Monday, April 17, 2006

Pink Is the New RedAs President Bush's Popularity Falls, the Nation's Color Divide Adds a Few Hues
By Richard MorinMonday, April 17, 2006; A13
It seems that only yesterday American politics appeared to have found its true colors: Republican Red and Democratic Blue, the visual shorthand for an electorate that most thought had become immutably divided by geography and partisanship into red states and blue.
But political fashions quickly changed, and so have the colors of this year's political map.
States that were once reliably red are turning pink. Some are no longer red but a sort of powder blue. In fact, a solid majority of residents in states that President Bush carried in 2004 now disapprove of the job he is doing as president. Views of the GOP have also soured in those Republican red states.
According to the latest Post-ABC News poll, Bush's overall job approval rating now averages 43 percent in the states where he beat Democratic nominee John Kerry two years ago, while 57 percent disapprove of his performance.
Bush is even marginally unpopular, at least on average, in states where he beat Kerry with relative ease. The poll data suggest that in states where the president's victory margin was greater than five percentage points, his average job approval currently stands at 47 percent. Red? Hardly. A watery pink at best.
And in states where the president's victory margin was five percentage points or less, a clear majority of residents now disapprove of his performance. Color them light blue.
More ominously for Republicans, their party also has lost standing with the public. Residents of states Bush won in 2004 say they trust the Democrats (48 percent) more than the Republicans (42 percent) to deal with the country's biggest problems.

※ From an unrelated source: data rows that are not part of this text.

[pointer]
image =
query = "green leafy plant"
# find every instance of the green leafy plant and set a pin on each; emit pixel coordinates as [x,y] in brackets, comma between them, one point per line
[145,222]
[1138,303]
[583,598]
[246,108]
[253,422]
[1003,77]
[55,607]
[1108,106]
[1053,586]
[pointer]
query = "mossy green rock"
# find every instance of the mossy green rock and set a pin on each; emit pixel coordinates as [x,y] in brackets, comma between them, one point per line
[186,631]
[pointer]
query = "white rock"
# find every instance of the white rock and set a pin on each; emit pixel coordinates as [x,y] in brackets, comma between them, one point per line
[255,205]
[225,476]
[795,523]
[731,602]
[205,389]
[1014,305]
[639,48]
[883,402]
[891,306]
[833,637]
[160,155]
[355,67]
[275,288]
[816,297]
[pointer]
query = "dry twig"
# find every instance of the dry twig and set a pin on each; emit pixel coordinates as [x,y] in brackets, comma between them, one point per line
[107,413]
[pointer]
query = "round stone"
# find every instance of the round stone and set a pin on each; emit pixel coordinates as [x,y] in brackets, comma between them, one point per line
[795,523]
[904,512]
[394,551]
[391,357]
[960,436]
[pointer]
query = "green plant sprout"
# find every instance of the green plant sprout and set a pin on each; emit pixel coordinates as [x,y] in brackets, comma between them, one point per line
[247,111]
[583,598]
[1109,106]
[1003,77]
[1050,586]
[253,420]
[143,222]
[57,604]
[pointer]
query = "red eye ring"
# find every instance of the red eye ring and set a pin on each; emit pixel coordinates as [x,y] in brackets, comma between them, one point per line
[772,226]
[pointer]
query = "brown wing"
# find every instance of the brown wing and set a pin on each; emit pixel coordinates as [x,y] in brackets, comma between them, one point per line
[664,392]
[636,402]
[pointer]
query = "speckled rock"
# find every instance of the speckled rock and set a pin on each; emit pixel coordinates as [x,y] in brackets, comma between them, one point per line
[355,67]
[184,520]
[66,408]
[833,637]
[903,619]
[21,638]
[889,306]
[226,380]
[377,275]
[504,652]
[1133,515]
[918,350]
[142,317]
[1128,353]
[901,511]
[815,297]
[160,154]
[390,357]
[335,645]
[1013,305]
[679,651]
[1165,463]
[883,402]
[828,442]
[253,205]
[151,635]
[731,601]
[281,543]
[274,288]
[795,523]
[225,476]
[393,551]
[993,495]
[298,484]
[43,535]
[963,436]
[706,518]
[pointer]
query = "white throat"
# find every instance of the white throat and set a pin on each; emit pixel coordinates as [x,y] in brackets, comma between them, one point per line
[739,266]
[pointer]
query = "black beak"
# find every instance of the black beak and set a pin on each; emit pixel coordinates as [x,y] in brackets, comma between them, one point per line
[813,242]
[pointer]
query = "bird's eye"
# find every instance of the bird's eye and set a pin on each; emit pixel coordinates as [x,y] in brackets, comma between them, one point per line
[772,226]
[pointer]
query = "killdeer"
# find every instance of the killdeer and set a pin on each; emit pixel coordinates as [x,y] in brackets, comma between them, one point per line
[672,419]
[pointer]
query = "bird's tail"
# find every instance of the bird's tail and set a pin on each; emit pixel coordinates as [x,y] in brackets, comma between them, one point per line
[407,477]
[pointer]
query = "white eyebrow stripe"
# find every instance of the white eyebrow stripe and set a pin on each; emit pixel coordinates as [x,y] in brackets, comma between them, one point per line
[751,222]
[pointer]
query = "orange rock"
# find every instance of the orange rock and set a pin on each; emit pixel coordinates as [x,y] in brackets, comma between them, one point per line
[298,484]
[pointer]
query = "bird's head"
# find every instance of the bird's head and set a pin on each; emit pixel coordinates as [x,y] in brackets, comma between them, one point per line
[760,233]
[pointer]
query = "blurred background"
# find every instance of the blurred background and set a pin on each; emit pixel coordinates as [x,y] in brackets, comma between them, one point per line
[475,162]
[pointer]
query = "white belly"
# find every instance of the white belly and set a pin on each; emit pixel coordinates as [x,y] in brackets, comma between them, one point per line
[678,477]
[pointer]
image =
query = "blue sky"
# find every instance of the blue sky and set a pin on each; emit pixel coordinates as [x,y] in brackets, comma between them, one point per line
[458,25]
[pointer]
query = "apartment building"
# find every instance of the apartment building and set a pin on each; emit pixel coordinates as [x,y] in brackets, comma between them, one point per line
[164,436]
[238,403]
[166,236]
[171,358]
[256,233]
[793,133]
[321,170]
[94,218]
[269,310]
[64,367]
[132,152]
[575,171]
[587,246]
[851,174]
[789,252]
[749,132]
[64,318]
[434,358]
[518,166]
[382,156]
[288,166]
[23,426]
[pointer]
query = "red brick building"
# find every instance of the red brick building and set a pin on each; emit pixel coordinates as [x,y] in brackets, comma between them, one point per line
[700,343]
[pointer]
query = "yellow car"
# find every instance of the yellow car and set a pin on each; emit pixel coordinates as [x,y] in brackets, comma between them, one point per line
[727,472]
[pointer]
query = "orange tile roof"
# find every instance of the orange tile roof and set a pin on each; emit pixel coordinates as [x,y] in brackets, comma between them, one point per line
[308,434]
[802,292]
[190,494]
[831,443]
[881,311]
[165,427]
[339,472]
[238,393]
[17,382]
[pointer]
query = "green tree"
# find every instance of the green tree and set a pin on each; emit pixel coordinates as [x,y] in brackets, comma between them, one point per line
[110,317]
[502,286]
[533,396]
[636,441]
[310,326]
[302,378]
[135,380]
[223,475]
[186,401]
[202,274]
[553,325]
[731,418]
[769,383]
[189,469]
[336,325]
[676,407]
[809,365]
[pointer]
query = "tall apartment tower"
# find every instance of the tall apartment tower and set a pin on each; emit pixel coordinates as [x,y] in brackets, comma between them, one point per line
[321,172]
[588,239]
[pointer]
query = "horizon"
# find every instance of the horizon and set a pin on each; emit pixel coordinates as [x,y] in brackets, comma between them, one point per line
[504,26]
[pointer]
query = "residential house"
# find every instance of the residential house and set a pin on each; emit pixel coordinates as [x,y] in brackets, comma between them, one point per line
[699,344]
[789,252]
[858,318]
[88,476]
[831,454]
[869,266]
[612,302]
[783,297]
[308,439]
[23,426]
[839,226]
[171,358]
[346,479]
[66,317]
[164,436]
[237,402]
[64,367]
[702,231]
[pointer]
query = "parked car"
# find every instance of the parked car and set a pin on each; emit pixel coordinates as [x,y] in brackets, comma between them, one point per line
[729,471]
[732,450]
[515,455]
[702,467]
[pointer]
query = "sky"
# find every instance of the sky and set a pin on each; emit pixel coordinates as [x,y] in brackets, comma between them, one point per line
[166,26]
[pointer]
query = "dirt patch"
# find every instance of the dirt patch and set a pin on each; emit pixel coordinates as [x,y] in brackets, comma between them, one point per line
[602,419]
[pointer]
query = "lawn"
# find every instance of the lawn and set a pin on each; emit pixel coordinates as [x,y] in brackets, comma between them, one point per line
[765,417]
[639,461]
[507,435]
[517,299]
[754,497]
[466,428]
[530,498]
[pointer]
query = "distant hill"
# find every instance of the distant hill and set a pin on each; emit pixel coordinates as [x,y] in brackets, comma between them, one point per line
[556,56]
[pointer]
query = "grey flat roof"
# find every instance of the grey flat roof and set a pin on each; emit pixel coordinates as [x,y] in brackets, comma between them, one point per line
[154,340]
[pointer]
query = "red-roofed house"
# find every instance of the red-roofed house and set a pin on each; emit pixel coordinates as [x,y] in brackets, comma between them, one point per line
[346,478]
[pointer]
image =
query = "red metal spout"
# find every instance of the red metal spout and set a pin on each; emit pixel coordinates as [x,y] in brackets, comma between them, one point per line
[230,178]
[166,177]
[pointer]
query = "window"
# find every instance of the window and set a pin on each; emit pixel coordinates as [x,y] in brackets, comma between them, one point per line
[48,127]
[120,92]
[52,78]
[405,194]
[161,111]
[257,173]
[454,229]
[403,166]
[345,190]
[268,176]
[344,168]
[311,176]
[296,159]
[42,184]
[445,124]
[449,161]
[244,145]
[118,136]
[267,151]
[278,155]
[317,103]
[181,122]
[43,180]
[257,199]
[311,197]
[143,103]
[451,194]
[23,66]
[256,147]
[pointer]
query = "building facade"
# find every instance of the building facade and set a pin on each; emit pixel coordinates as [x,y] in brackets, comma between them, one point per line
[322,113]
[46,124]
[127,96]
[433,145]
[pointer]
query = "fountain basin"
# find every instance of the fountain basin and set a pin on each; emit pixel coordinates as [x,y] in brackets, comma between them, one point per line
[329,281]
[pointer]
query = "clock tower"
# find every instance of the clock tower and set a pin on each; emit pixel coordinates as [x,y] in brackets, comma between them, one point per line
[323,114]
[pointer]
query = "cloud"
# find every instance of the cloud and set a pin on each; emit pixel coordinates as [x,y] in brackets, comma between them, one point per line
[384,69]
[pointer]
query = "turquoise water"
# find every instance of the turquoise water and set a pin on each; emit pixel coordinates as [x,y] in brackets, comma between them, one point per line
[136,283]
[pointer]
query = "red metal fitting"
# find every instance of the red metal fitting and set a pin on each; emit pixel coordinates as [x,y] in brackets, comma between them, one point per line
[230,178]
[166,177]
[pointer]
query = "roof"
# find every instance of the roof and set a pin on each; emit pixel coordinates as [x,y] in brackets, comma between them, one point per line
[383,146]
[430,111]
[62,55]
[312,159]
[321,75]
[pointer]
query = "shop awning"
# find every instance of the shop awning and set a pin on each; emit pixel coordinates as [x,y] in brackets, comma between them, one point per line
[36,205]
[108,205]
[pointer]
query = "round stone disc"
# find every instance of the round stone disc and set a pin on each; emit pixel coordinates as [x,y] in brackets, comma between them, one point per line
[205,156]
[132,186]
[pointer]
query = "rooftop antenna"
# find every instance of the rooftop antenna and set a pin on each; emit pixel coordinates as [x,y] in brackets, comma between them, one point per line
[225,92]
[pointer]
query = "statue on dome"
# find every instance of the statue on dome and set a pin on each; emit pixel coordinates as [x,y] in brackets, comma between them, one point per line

Those humbling numbers for Republicans are a far cry from the results of surveys taken immediately before the 2004 election. Back then, red states were bright red: Bush's overall job approval rating stood 13 points higher, at 56 percent in states that he eventually won. And throughout Bush's first term it was the GOP and not the Democrats whom voters in these states trusted to deal with the country's biggest problems, sometimes by double-digit margins.
Blue states are still blue -- but it is a deeper, bolder and angrier blue, the latest Post-ABC poll suggests. Across states where Kerry defeated Bush two years ago, barely a third -- 33 percent -- currently approve of the president's overall performance, while 65 percent disapprove. That's a 12-point drop in this group of states from a Post-ABC survey conducted before the presidential vote.
Taken together, these findings underscore the fact that Bush's fall from public grace isn't just occurring in states that were colored blue after the last presidential election. And they once again prove that change is inevitable in politics and that last year's received wisdom has a way of becoming this year's political myth.
To see if the political palette has changed, I divided the 1,027 survey respondents in our latest poll into four groups on the basis of how their states voted in the 2004 presidential election. Those who lived in states where Bush won by more than five percentage points were aggregated together. So were those in states where Bush beat Kerry by a smaller margin. Residents of states that went for Kerry were split into two groups using the same five-percentage-point rule to differentiate big Kerry wins from more modest victories.
Of course some states are still dependably Republican. But even these are not quite as red as they were a few years ago. For example, Utah residents showered Bush with 72 percent of their votes in 2004, his biggest win that year. But the latest statewide poll by the Deseret Morning News/KSL-TV suggests that 61 percent approve of the job Bush is doing as president, a double-digit drop in approval since June. "Bush is dragging down every Republican officeholder in the nation, even here," pollster Dan Jones, a political science professor at the University of Utah, told the Morning News.
Other recent state polls confirm the broad findings of the aggregate analysis. In Iowa, Bush beat Kerry by a single percentage point -- 50 percent to 49 percent -- and before the election, residents were equally divided over his overall job performance. Not so now: Bush's approval rating had sunk to 37 percent in a Des Moines Register poll conducted in January, his worst showing ever.
Closer to home, Bush easily carried Virginia, by eight percentage points, two years ago. But a Post survey two weeks before last November's gubernatorial election found that Bush's job approval rating among likely voters in the commonwealth had fallen to 44 percent, while 55 percent disapproved of his performance.
That's one big reason Republican gubernatorial candidate Jerry Kilgore behaved so oddly toward Bush late in his campaign last year, first deciding to be conspicuously absent when the president came calling in Norfolk only to invite him to a big election-eve rally a week later. The president may expect similar ambivalence from GOP office-seekers in tight races as this year's campaign unfolds.
The writer is The Post's director of polling.